I’ve been thinking about have a PRP injection into my elbow to help heal a bad case of tennis elbow. When I looked on-line I found your Patient Guide to Platelet-Rich Plasma Treatment. I work in a lab in a hospital so I know that preparations of this type are not all equal. How do I know I’ll be getting the exact right mix for my problem?

You are exactly right to suggest not all injections of platelet-rich plasma (PRP) are the same. And you bring up a second challenging factor in using PRP for tendon problems: knowing how much to inject and providing the exact right ratio of leukocytes (white blood cells) to platelets.

As you know from reading our Patient Guide to Platelet-Rich Plasma (PRP) Treatment, PRP refers to a sample of serum (blood) plasma that has as much as four times more than the normal amount of platelets. This treatment enhances the body’s natural ability to heal itself and is used to improve healing and shorten recovery time from acute and chronic soft tissue injuries.

Researchers are investigating what is the best “recipe” for this product. There are looking to see if there is some amount of platelets and white blood cells that will give the best results. Right now, the exact ratio for optimum outcomes is unknown.

To aid in that research, veterinarians from Cornell University in New York are doing some studies using blood and tendon tissue from horses to investigate the effect of various platelet to white blood count ratios. They prepared and analyzed the results on healing for four different concentrations of platelet:white blood cells.

One reason this type of research is even needed comes from previous studies that showed a “Goldilocks effect” of platelet-rich plasma treatment. It has been observed that too low or too high a concentration of platelets yields inferior results or poor outcomes. This study is an effort to find the “just right” concentration of these two important ingredients in the platelet-rich plasma (PRP) treatment.

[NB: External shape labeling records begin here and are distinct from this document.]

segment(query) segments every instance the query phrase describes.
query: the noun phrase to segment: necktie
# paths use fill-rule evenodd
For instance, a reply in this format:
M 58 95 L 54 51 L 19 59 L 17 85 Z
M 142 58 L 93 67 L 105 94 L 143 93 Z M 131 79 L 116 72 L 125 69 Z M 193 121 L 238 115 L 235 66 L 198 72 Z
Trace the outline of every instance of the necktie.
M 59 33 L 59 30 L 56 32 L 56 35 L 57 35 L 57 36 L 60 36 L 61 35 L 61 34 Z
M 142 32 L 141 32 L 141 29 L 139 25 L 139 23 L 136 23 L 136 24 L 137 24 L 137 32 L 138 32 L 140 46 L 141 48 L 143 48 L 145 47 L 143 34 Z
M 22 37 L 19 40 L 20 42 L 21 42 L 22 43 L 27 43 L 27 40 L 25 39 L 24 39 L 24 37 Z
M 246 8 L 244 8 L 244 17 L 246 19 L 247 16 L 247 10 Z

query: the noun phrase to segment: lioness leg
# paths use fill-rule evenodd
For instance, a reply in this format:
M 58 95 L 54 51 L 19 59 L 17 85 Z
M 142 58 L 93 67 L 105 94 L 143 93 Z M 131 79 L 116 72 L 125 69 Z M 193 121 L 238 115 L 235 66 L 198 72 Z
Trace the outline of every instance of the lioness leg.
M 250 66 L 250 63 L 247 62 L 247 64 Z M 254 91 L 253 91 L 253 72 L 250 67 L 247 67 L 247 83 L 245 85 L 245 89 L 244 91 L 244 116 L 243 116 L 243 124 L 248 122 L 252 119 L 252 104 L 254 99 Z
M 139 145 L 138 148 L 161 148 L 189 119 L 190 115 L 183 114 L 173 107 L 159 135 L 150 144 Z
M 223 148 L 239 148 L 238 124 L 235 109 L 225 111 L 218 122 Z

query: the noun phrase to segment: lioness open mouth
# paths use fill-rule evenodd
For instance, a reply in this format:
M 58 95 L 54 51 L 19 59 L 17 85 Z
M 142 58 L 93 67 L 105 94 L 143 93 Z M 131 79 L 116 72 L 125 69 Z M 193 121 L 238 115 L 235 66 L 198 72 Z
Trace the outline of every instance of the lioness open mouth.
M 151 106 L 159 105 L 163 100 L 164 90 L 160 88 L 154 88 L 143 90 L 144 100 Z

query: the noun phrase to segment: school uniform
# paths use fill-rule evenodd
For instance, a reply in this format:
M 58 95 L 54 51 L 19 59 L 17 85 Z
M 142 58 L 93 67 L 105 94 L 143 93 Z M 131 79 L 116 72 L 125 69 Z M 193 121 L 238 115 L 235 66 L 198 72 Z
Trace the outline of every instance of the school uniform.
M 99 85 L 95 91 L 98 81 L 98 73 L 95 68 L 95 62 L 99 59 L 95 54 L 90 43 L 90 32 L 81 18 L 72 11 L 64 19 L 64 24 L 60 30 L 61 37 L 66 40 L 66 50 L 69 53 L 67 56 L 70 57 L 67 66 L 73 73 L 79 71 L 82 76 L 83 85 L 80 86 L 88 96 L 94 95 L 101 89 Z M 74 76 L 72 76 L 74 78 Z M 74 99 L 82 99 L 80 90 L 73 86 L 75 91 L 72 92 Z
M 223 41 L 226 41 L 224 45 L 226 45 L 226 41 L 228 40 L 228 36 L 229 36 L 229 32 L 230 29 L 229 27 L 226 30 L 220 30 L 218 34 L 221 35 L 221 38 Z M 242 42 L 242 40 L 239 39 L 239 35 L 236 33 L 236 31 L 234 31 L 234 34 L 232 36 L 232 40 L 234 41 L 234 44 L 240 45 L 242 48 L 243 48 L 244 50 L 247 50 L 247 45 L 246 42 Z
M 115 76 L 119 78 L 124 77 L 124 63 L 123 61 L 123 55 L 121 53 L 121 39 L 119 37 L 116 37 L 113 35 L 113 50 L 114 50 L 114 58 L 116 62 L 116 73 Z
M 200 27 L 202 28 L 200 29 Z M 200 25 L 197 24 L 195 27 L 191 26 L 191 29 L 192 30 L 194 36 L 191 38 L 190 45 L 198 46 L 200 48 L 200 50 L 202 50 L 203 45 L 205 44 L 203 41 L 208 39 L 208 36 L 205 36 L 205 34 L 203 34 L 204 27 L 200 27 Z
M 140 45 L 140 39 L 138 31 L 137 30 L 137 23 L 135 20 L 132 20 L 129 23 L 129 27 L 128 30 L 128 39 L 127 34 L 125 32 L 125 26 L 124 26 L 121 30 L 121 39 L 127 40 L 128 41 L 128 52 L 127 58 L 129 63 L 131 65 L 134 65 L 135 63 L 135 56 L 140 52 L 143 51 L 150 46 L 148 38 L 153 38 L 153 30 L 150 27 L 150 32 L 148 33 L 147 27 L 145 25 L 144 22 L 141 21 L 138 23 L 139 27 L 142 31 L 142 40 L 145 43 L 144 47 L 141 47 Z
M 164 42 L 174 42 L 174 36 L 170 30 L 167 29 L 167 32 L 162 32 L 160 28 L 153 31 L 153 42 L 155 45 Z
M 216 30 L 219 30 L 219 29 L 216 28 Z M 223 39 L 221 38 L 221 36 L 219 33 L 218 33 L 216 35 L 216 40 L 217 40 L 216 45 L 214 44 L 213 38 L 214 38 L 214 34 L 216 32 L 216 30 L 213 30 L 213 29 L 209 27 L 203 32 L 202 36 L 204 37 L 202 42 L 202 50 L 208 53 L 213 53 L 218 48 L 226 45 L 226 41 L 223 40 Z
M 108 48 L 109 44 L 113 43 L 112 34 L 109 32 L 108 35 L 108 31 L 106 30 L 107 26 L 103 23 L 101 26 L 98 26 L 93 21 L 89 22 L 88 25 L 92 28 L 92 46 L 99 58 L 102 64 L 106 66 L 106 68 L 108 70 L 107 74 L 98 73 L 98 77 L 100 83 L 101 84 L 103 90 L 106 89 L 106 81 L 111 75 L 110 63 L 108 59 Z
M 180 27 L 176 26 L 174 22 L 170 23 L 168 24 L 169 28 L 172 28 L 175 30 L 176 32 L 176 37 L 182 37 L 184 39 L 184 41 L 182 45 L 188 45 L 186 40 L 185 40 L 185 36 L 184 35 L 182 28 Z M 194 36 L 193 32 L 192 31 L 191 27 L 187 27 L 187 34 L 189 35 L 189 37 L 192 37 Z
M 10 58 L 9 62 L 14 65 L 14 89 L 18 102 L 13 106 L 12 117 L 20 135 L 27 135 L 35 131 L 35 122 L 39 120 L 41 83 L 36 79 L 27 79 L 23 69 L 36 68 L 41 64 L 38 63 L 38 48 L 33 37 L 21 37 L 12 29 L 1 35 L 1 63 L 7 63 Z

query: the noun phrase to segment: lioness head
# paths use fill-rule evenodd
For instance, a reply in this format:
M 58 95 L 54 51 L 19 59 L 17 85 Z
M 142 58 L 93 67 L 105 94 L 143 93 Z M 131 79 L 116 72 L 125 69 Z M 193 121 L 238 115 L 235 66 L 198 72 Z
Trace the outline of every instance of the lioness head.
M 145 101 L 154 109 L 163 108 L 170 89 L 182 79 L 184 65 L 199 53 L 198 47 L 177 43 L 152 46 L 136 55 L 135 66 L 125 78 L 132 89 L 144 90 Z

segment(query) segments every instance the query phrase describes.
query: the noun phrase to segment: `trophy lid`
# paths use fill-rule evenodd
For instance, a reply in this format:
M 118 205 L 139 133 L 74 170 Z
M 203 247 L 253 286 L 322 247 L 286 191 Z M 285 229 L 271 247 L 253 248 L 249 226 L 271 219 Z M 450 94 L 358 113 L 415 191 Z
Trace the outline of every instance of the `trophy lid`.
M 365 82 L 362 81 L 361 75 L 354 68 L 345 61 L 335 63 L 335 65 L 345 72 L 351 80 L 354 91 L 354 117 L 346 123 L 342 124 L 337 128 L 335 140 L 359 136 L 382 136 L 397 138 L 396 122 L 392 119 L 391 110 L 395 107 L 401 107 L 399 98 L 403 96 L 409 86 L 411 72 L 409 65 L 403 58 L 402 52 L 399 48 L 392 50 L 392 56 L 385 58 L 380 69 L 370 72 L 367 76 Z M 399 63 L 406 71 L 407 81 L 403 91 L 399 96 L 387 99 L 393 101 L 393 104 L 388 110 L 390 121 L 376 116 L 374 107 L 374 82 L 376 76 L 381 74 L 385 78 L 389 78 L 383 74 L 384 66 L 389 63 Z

The hypothesis (theory) of these researchers was that having a product with reduced leukocyte (white blood cell) count or one with increased platelets would give the best results. Their specific task was to find out which combination of these two products gave the best results. They started with three groups that had the same amount of platelets but different levels of leukocytes (low, medium, and high). A fourth group with high platelets and high leukocytes was also included.

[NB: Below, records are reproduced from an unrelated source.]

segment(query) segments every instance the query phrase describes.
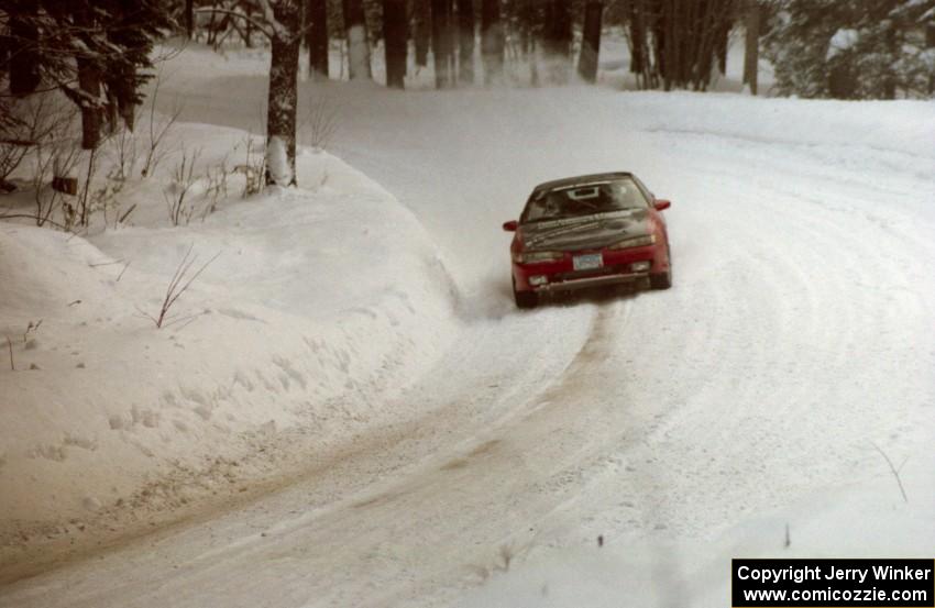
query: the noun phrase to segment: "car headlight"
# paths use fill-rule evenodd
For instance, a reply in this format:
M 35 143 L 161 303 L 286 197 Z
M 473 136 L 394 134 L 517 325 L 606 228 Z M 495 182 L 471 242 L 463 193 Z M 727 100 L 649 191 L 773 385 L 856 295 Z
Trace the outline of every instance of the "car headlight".
M 619 243 L 614 243 L 608 250 L 628 250 L 630 247 L 645 247 L 646 245 L 652 245 L 656 243 L 656 234 L 647 234 L 645 236 L 634 236 L 632 239 L 625 239 Z
M 553 262 L 561 258 L 562 254 L 560 252 L 519 252 L 513 254 L 513 261 L 518 264 Z

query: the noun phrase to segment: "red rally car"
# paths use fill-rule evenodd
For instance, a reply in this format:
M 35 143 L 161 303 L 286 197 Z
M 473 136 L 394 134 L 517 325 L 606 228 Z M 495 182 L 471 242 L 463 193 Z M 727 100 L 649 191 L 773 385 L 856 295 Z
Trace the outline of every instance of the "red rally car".
M 663 209 L 630 173 L 582 175 L 537 186 L 509 246 L 516 306 L 532 308 L 552 291 L 637 283 L 672 286 Z

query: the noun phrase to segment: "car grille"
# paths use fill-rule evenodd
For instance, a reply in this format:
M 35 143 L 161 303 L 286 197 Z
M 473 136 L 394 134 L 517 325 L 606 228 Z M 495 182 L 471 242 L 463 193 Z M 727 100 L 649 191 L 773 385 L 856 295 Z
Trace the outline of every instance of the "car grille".
M 556 273 L 552 275 L 552 283 L 564 280 L 576 280 L 580 278 L 594 278 L 607 275 L 623 275 L 629 272 L 628 264 L 614 264 L 613 266 L 602 266 L 590 270 L 572 270 L 570 273 Z

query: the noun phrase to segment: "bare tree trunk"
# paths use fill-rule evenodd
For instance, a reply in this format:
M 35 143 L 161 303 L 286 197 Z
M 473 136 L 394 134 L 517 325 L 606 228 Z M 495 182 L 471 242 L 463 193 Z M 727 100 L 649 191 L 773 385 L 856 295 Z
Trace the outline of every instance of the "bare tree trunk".
M 386 86 L 406 87 L 406 56 L 409 48 L 406 0 L 383 0 L 383 46 L 386 52 Z
M 542 49 L 546 55 L 548 78 L 551 82 L 566 82 L 571 63 L 571 13 L 565 0 L 551 0 L 546 7 Z
M 601 18 L 604 3 L 588 0 L 584 5 L 584 27 L 581 33 L 581 55 L 578 58 L 578 74 L 587 82 L 597 80 L 597 58 L 601 52 Z
M 451 0 L 432 0 L 432 55 L 438 89 L 454 84 L 452 74 Z
M 730 21 L 723 19 L 717 27 L 717 38 L 715 40 L 715 49 L 717 51 L 717 71 L 722 76 L 727 74 L 727 47 L 730 44 Z
M 935 22 L 925 25 L 925 46 L 935 48 Z M 928 95 L 935 92 L 935 74 L 928 74 Z
M 185 35 L 195 35 L 195 0 L 185 0 Z
M 630 0 L 630 73 L 642 74 L 646 66 L 646 20 L 642 0 Z
M 413 38 L 416 47 L 416 65 L 429 65 L 429 44 L 432 37 L 431 5 L 429 0 L 413 0 Z
M 362 0 L 343 0 L 344 31 L 348 35 L 348 75 L 351 80 L 373 78 L 370 67 L 366 15 Z
M 296 185 L 296 107 L 299 69 L 300 0 L 277 0 L 273 14 L 284 32 L 272 40 L 266 114 L 266 184 Z
M 474 84 L 473 0 L 458 0 L 458 80 Z
M 10 31 L 10 93 L 29 95 L 38 88 L 38 30 L 35 24 L 11 18 Z
M 91 31 L 95 26 L 90 10 L 78 10 L 75 12 L 77 26 Z M 94 150 L 100 144 L 102 104 L 101 74 L 100 67 L 89 57 L 78 54 L 76 57 L 78 67 L 78 107 L 81 110 L 81 147 Z
M 307 0 L 305 5 L 308 73 L 314 80 L 328 79 L 328 2 Z
M 744 84 L 750 87 L 750 92 L 757 95 L 757 66 L 760 62 L 760 5 L 757 0 L 747 1 L 744 18 L 747 37 L 744 43 Z
M 501 21 L 501 0 L 482 0 L 481 55 L 484 59 L 484 82 L 503 77 L 504 32 Z

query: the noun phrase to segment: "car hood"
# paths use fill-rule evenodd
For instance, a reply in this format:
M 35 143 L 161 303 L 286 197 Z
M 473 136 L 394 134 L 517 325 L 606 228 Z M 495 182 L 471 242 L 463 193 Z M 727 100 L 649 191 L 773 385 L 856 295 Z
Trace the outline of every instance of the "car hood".
M 527 251 L 581 251 L 652 234 L 648 209 L 532 222 L 520 226 Z

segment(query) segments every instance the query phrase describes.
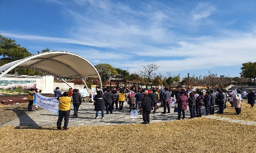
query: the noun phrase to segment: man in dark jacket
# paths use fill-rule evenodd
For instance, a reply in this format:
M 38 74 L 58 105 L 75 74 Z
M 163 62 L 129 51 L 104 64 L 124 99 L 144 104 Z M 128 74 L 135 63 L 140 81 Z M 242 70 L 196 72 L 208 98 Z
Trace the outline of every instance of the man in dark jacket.
M 251 105 L 251 108 L 253 108 L 255 104 L 255 94 L 252 92 L 252 90 L 249 90 L 248 94 L 248 104 Z
M 205 115 L 209 115 L 210 113 L 210 93 L 209 91 L 206 92 L 206 94 L 204 96 L 204 107 L 205 107 L 205 111 L 206 113 Z
M 79 93 L 79 90 L 75 89 L 72 94 L 72 104 L 74 106 L 74 114 L 73 116 L 78 117 L 77 112 L 78 112 L 78 108 L 79 106 L 82 104 L 82 96 Z
M 181 112 L 182 112 L 182 119 L 185 119 L 185 111 L 187 110 L 187 96 L 184 95 L 185 91 L 180 91 L 180 95 L 177 99 L 178 103 L 178 108 L 179 111 L 178 112 L 178 118 L 177 119 L 180 120 L 181 117 Z
M 151 96 L 150 98 L 152 100 L 152 101 L 153 102 L 153 107 L 154 107 L 154 111 L 153 111 L 153 114 L 156 113 L 156 111 L 157 110 L 157 103 L 159 102 L 158 100 L 158 94 L 156 93 L 156 89 L 153 89 L 153 93 L 151 94 Z
M 109 114 L 109 111 L 110 114 L 113 113 L 112 99 L 113 99 L 113 94 L 110 92 L 110 89 L 108 89 L 108 92 L 104 94 L 106 97 L 106 100 L 105 101 L 105 107 L 106 107 L 106 114 Z
M 166 113 L 166 107 L 168 110 L 167 113 L 170 113 L 170 105 L 168 103 L 170 98 L 170 92 L 169 92 L 169 89 L 167 87 L 164 88 L 164 94 L 163 95 L 163 112 L 162 114 Z
M 151 107 L 153 105 L 152 100 L 147 96 L 147 93 L 144 92 L 144 98 L 141 103 L 142 109 L 142 117 L 144 121 L 143 124 L 150 123 L 150 114 L 151 112 Z
M 216 99 L 216 96 L 215 93 L 214 93 L 214 90 L 210 90 L 210 115 L 214 114 L 214 106 L 215 105 L 215 100 Z
M 100 90 L 97 91 L 97 94 L 93 98 L 94 100 L 94 110 L 96 111 L 95 118 L 98 118 L 99 111 L 101 111 L 101 118 L 104 119 L 105 115 L 104 110 L 105 109 L 105 101 L 106 100 L 106 96 L 102 93 Z
M 164 90 L 162 89 L 159 90 L 161 106 L 163 106 L 163 98 L 164 97 Z
M 143 92 L 142 91 L 140 91 L 140 93 L 138 93 L 136 94 L 135 94 L 135 96 L 134 96 L 134 97 L 136 98 L 136 110 L 138 110 L 138 108 L 140 108 L 141 107 L 141 102 L 142 101 L 142 98 L 143 98 Z M 140 115 L 142 114 L 141 111 L 140 110 Z

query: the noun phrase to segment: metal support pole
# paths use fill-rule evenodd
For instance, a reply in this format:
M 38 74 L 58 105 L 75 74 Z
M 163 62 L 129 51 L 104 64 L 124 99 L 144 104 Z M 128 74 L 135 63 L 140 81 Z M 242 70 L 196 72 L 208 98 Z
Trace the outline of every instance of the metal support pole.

They found that the high levels of white blood cells (the leukocytes) caused increased inflammation. This was true no matter what platelet to leukocyte ratio used. Inflammation will delay or slow healing with the possibility of more scar tissue. At least from an animal model, it looks like reducing the amount of leukocytes in platelet-rich plasma (PRP) therapy might help stimulate the best healing response with the least amount of scar tissue. On the other hand, increasing the amount of platelets does not counteract the inflammatory effect of the leukocytes.

Of course, this was just one set of differing concentration ratios and in animals with normal tendon tissue. More studies are needed to further define the optimum blend in humans and for different conditions.

And as someone who is familiar with lab procedures, you know it will be important to compare different preparations created with different systems. Different centrifugal speeds, varied plasma volumes, and number of spins could each have a unique impact on the final product. If there is a possibility of a superior product, patients and surgeons will want to know.